4. HPC Settings and Help

Running the GFS configurations (or almost any global workflow configuration except the coarsest) is a resource intensive exercise. This page discusses recommended HPC environmental settings and contact information in case you need assistance from a particular HPC helpdesk. While most of the documentation is based on supported NOAA platforms, the learnings here can hopefully apply to other platforms.

4.1. Minimum system software requirements

The following system software requirements are the minimum for any new or existing system and reflect the development and testing environment on which the global workflow is maintained. Any system that does not meet these requirements will not be supported.

Software

Minimum supported version(s)

Notes

Bash

4.4.20

Python

  • 3.8.6

  • 3.10.13+

  • 3.11.6+

  • 3.10.x is not supported by METplus verification software

  • 3.11.6 is packaged with spack-stack

  • 3.9.x is untested

Spack-Stack

1.6.0

  • Available everywhere but WCOSS2

lmod

8.3.1

Slurm

23.02.7

  • Other schedulers may be supportable

PBSpro

2022.1.1

  • Other schedulers may be supportable

Git

2.29.0

  • Some components e.g. GDASApp may need Git-LFS for downloading test data

Rocoto

1.3.5

  • 1.3.7 is required for newer versions of Ruby (3.2+)

Intel Compilers

2021.5.1

  • GNU compilers are not supported

  • Intel LLVM compilers are not yet supported

  • Intel 19.x is only supported on WCOSS2

4.2. Experiment troubleshooting help

Users may email Kate Friedman (kate.friedman@noaa.gov) questions or requests for troubleshooting assistance with their global-workflow experiments/parallels on supported platforms.
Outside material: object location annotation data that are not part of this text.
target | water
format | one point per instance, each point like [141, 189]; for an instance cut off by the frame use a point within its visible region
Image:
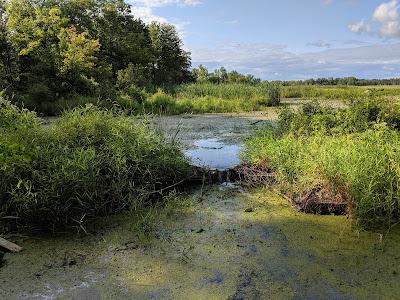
[214, 155]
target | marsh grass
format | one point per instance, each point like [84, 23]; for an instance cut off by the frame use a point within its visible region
[339, 92]
[354, 152]
[91, 162]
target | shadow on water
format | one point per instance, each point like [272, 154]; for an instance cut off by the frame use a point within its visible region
[214, 155]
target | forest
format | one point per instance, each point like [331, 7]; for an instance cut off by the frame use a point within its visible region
[129, 172]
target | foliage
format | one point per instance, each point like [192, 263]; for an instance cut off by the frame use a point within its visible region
[73, 48]
[88, 163]
[266, 93]
[352, 151]
[221, 75]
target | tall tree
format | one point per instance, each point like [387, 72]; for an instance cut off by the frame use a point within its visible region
[172, 63]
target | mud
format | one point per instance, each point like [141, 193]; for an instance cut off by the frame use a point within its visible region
[222, 242]
[212, 249]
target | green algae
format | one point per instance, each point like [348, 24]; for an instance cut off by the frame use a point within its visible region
[212, 249]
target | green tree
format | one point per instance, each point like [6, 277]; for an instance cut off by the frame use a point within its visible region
[172, 63]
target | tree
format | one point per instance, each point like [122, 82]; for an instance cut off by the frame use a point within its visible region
[7, 52]
[172, 63]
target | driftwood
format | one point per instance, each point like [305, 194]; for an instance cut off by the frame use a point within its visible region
[9, 246]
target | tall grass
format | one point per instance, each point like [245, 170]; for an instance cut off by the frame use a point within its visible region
[352, 152]
[338, 92]
[89, 163]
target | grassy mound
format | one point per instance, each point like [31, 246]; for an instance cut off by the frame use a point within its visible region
[353, 155]
[88, 163]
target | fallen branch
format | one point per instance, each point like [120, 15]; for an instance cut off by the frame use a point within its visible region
[9, 246]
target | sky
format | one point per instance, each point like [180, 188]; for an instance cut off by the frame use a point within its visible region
[286, 39]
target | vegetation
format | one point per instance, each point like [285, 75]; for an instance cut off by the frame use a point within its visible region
[349, 81]
[338, 92]
[54, 52]
[353, 153]
[90, 162]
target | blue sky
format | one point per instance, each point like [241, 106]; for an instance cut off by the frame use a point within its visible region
[286, 39]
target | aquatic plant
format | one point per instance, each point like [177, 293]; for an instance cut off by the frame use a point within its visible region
[88, 163]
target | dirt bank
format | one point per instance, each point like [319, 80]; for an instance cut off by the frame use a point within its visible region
[212, 249]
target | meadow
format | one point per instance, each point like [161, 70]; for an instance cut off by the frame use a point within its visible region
[345, 156]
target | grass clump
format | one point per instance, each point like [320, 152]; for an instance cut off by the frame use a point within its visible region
[89, 163]
[354, 153]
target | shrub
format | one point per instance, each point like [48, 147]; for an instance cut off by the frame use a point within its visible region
[161, 103]
[362, 165]
[354, 152]
[88, 163]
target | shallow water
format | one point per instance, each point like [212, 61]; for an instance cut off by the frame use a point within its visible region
[231, 243]
[214, 154]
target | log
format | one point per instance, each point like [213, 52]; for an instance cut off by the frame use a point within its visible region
[9, 246]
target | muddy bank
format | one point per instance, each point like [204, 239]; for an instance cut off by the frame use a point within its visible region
[217, 242]
[230, 244]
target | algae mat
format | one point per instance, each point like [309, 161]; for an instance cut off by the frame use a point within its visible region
[212, 249]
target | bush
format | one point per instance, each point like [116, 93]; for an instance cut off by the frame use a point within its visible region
[161, 103]
[353, 152]
[88, 163]
[364, 166]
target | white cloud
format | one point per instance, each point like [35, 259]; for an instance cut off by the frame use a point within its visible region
[144, 10]
[160, 3]
[320, 44]
[276, 62]
[387, 18]
[360, 27]
[387, 14]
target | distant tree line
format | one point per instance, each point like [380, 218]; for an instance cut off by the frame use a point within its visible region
[350, 81]
[221, 75]
[61, 48]
[202, 75]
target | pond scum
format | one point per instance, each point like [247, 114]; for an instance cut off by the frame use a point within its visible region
[345, 157]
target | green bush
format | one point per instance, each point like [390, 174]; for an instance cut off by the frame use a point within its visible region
[364, 166]
[359, 116]
[161, 103]
[355, 152]
[88, 163]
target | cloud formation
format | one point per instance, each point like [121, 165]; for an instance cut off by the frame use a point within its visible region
[276, 62]
[387, 18]
[144, 10]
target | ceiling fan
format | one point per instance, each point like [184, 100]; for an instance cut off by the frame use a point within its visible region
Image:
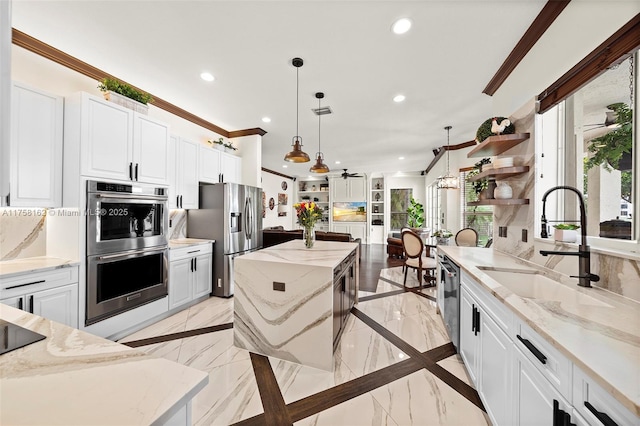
[348, 175]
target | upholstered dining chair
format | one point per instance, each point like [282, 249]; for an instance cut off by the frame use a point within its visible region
[414, 258]
[467, 237]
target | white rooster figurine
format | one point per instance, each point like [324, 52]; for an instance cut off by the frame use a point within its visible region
[499, 128]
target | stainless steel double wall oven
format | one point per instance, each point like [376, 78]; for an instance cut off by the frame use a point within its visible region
[127, 248]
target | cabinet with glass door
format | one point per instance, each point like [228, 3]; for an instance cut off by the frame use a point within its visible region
[310, 190]
[376, 226]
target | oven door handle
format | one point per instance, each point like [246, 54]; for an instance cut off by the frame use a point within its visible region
[449, 273]
[129, 253]
[134, 197]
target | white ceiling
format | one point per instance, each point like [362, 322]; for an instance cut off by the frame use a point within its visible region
[441, 66]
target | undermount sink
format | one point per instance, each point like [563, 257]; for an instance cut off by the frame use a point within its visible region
[533, 285]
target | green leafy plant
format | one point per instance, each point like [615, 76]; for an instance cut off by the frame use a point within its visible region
[113, 85]
[416, 214]
[484, 131]
[566, 226]
[609, 149]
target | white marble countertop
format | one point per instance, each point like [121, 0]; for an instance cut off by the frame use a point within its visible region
[323, 253]
[603, 341]
[10, 268]
[186, 242]
[76, 378]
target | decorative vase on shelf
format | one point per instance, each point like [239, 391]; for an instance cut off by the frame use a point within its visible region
[503, 191]
[308, 236]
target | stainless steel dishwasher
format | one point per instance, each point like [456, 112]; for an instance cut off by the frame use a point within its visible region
[450, 282]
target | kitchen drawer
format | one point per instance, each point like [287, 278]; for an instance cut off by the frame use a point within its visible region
[551, 363]
[36, 281]
[586, 391]
[502, 315]
[189, 251]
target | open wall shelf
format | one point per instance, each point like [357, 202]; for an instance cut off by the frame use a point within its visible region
[495, 145]
[494, 202]
[500, 173]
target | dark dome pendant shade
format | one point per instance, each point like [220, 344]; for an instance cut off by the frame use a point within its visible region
[319, 167]
[297, 155]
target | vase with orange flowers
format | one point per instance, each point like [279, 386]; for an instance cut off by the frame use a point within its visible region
[308, 214]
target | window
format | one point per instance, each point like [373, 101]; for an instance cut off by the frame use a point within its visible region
[589, 141]
[479, 218]
[399, 204]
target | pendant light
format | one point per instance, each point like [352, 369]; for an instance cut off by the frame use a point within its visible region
[448, 181]
[319, 167]
[297, 155]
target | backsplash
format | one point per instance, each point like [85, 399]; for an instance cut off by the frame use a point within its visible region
[617, 274]
[177, 224]
[22, 233]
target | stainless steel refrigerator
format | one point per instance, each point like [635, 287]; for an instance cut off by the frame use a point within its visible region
[230, 214]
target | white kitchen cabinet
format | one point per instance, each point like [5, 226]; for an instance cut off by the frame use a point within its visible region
[36, 148]
[183, 174]
[350, 189]
[217, 166]
[114, 142]
[190, 274]
[51, 294]
[534, 396]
For troubleshooting, please provide a brief description of the issue(s) and include relevant error messages and/or paths to logs for failed jobs.

Any issues related to HPC/machine problems, and which are unrelated to the workflow itself, should go to the appropriate HPC helpdesk.

4.3. HPC helpdesks

4.4. Restricted data access

The GFS system ingests dump data files that contain global observation data. A number of these dump files contain restricted data which means those files come with an extra level of permissions called restricted or ‘rstprod’. Users who wish to run cycled GFS experiments, which both utilizes restricted observation data and produces output containing restricted data, will need to gain rstprod group access.

NOTE: Only non-restricted data is available on S4.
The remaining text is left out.